# Time to choose my lights, any advice?



## Shiznik (Feb 24, 2008)

I am from the old school, harder way of walking to gig our flounder years ago. I now have my Jon, on a very nice trailer and its time for me to purchace my light to use. We always made our lights out of wood sticks and mounted a 12"x12" 5/8" plywood on it and rigged a DC socket and tried to find the brightest bulbs they made and it floated on top of the gulf water. I have been reading a lot of you guys reviews on going to a generator for Halogens. I guess I am asking, what is the average weight of the 2k's you are refering to and will it light up the bottom better shining into the water or actually being where the bulb in submersed? Man, we used to light that gulf up like a swimming pool! It was great! It prob also has a lot to do with the color of the bottom I'm sure. Do you think its safe to buy the clamp on ones that coonect to a bigger deep cycle or go with the generator? Thanks guys!

Gig'm when ya can!

Can't wait!:hungry


----------



## Midnight Rider (Sep 30, 2007)

Well I guess it;s just a matter of personal preference. Not sure what you are asking about the weight of the 2'ks. I have tried all different set up's on my boat. There are pros and cons of using lights above the water verses lights under the water.... Above water lights can give off a glair if there are ripples in the water where lights under the water will not. But lights under the water are more at risk of striking an object and busting. I switched to a honda generator last year and now im using lights above the water. I enjoyed using the battery system in the past but got tired of charging after every trip and purchasing batteries every year. They were nice and pieceful but would not last all night. The night would start off bright but would grow dimmer as the night wore on. With a generator the lights are just as bright when you start as they are when you have had all the gigging you can stand for one night. Im going to guess that your 2'ks question is asking about how much a 2000 watt generator would weigh????? Im not 100% on the weight of a 2000 watt but I can say that my honda 1000 Watt weighs 23 pounds. Less than a good 12 volt deep cycle battery. Hope i was able to answer some of your questions. Good luck with the flounder. ><((((((*>


----------



## Shiznik (Feb 24, 2008)

That was some great advice! I was thinking the generators were pushing the 100-200lb weights. Can I still use submersed lights with the 1000k? Does that work the same way? Man, I appreciate the advice, I don't want to go buy a bunch of old school stuff when you guys have it field tested and figured out!

Thanks!:hungry


----------



## Murphy's Law (Sep 27, 2007)

Here is a link to what I am running. http://www.pensacolafishingforum.com/fishingforum/Topic1443-18-1.aspx

Couple of pic's from last year. It was a little windy that night.


----------



## Flounder9.75 (Sep 28, 2007)

Just search though this section ( Flounder Gigging) and there are several different setups to ck out. 

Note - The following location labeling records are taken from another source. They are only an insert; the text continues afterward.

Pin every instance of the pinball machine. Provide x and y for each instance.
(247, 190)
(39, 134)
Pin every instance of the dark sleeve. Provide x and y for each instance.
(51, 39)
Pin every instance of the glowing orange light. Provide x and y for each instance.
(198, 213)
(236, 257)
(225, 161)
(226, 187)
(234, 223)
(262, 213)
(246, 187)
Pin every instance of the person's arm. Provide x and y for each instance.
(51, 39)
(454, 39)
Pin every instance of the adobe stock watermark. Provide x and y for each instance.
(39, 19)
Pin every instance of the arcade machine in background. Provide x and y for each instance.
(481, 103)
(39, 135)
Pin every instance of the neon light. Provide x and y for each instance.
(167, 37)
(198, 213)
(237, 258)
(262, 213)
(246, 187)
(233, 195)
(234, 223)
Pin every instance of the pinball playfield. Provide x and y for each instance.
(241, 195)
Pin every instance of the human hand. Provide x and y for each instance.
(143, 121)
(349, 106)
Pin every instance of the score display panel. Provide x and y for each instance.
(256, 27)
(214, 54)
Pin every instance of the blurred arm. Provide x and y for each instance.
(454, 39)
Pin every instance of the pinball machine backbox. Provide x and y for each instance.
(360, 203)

Best advise:Use both underwater and above and keep it simple


----------



## Gnwdad (Oct 14, 2007)

I have 6 halagon lights([email protected] 300 watts and [email protected] 100 watts) and runnning the coleman powermate 2200 xl. The wattage on it is 2200/1850. The coleman I have weights about the same as a full 48 quart ice chest. I run the one 100 watt light so I can run my 2 bank 10 amp on board charger, this allows me to fish all night.


----------



## Shiznik (Feb 24, 2008)

Thanks!

Some good lighting there man! That looks like the way I'd like to see'em! Covered a pretty good size area too. Did you have any luck that eve?


----------



## Murphy's Law (Sep 27, 2007)

> *Fish Like You're Hungry (3/5/2008)*Thanks!
> 
> Some good lighting there man! That looks like the way I'd like to see'em! Covered a pretty good size area too. Did you have any luck that eve?


Me and Last Chance went that night. We covered a lot of water and stayed out very late, But we got a few.


----------



## BLKFLYZ (Sep 30, 2007)

The 2000Honda suitcase is the way to go. I run 2 500w under water lights and 2 500w above water. Heres a few pics!

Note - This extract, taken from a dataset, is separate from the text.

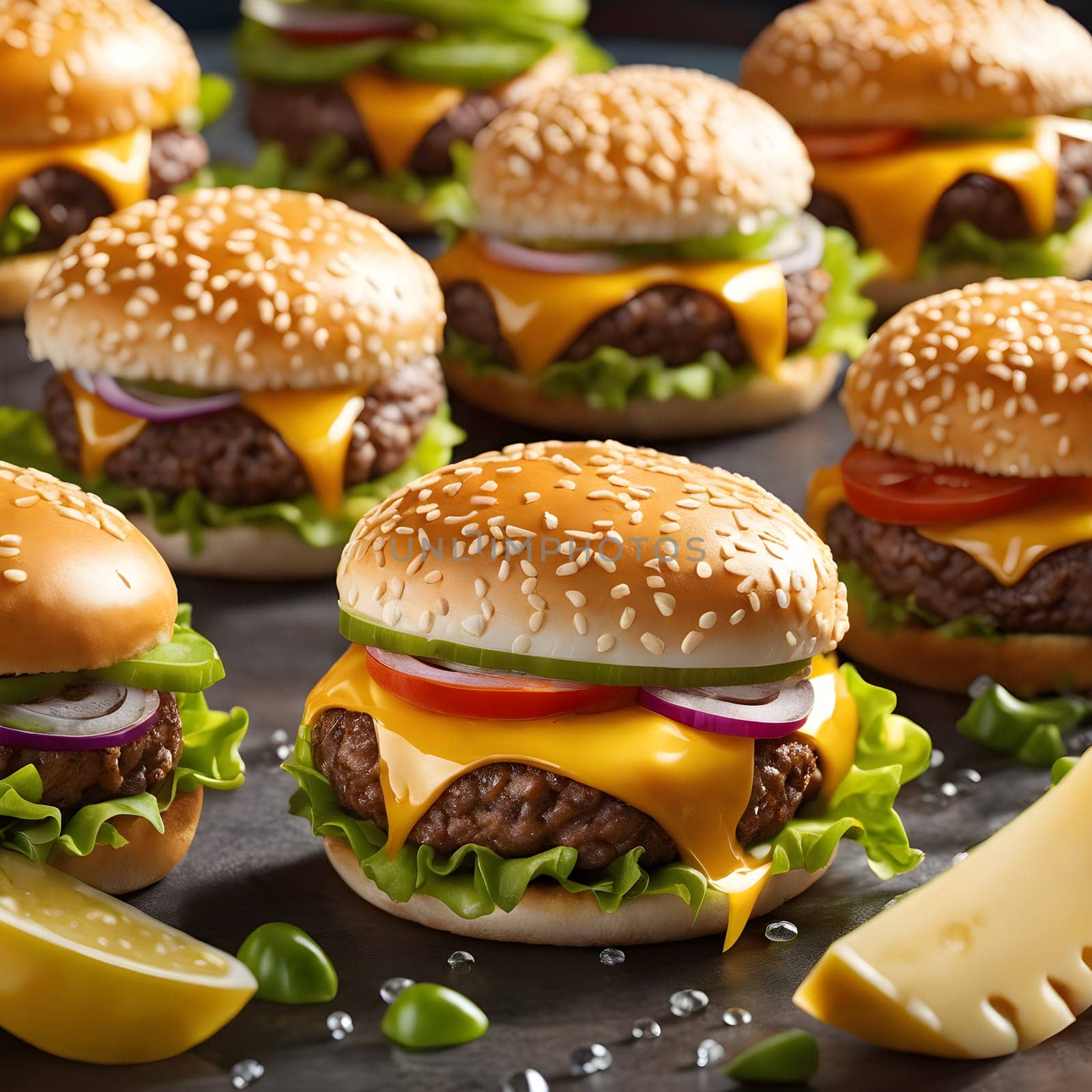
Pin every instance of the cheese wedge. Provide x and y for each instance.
(992, 957)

Dont forget the "beverage" holder on you new rig also!


----------



## FlounderAssassin (Sep 28, 2007)

> *BLKFLYZ (3/6/2008)*The 2000Honda suitcase is the way to go. I run 2 500w under water lights and 2 500w above water.

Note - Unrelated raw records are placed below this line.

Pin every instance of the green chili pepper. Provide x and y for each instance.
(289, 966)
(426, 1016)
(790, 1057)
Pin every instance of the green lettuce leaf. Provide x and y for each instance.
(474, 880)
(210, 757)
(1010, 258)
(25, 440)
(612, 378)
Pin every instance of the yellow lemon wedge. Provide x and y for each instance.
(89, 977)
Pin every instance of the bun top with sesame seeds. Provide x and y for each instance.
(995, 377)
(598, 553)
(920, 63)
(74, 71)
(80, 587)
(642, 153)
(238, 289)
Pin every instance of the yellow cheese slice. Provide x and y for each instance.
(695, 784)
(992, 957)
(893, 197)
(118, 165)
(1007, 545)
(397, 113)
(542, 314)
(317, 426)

Not knocking your set up at all but isnt a 2000w honda only about 1600w contstant??? seems to me that running 2000w of light would burn the generator up pretty quick. i could be wrong and if so let me know, always looking to learn!!!


----------



## BLKFLYZ (Sep 30, 2007)

> *FlounderAssassin (3/7/2008)*
> 
> 
> > *BLKFLYZ (3/6/2008)*The 2000Honda suitcase is the way to go. I run 2 500w under water lights and 2 500w above water.
> ...


I very seldom turn the above water lights on. they have their own switch and the pivot left and right. I mainly use them to flip on and see the coast line ahead. When Im sticking fish I catch myself looking at the water too much insted of looking at what Im fixing to run into! Then its takes a bit for my eyes to adjust to the coast.LoL The 1000 watts underwater is plenty of light. Plus if some reason my underwater lights fail I can turn the above water on make it thru the night. So...... you are correct running 2000w would burn a that generator up after time.


----------



## X-Shark (Oct 3, 2007)

BLKFLYZ can you do a little better on the pix's of the underwater lights? IE: Close up pix's.



Please add any info about them. Where to buy, name brand, etc,etc.





A EU 2000 Honda weighs Dry Weight 46.3 lbs.



A DC Gp27 battery weighs aprox 55lbs. [They do vary a few lbs depending on the manufacture]


----------



## sdsmith5150 (Mar 13, 2008)

This light can be mounted to your boat very easily....


----------



## BLKFLYZ (Sep 30, 2007)

> *X-Shark (3/11/2008)*BLKFLYZ can you do a little better on the pix's of the underwater lights? IE: Close up pix's.
> 
> Please add any info about them. Where to buy, name brand, etc,etc.
> 
> ...


Okay, my setup has been a series of trial and error for a few years now. I finally came up with a design that seems to water tight yet still easy to change a bulb if need be. The fixture is a "vapor/explosion proof" fixture that you can buy at most electrical supply houses. I have mounted a 500w mini candulara halogen socket inside the fixture that can be replaced along with bulb. it took a few trial runs to figure it out but works!! Knock on wood this set up has given me ZERO problems since I figured itout.Any ofyou are more than welcome to come check out this system and duplicate if you like. Its not hard and I probably got about 75$ in the lights themselves. Heres a close up pic. Let me know if any questions Id be glad to answer!


----------



## fishnfever (Oct 5, 2007)

Are those lights submersible????


----------



## BLKFLYZ (Sep 30, 2007)

> *fishnfever (3/13/2008)*Are those lights submersible????


Yes, they run about 6" under the water.


----------



## Team MEMF (Mar 10, 2008)

i have 10 150 watt halegan lights on my boat it lights up the water.


----------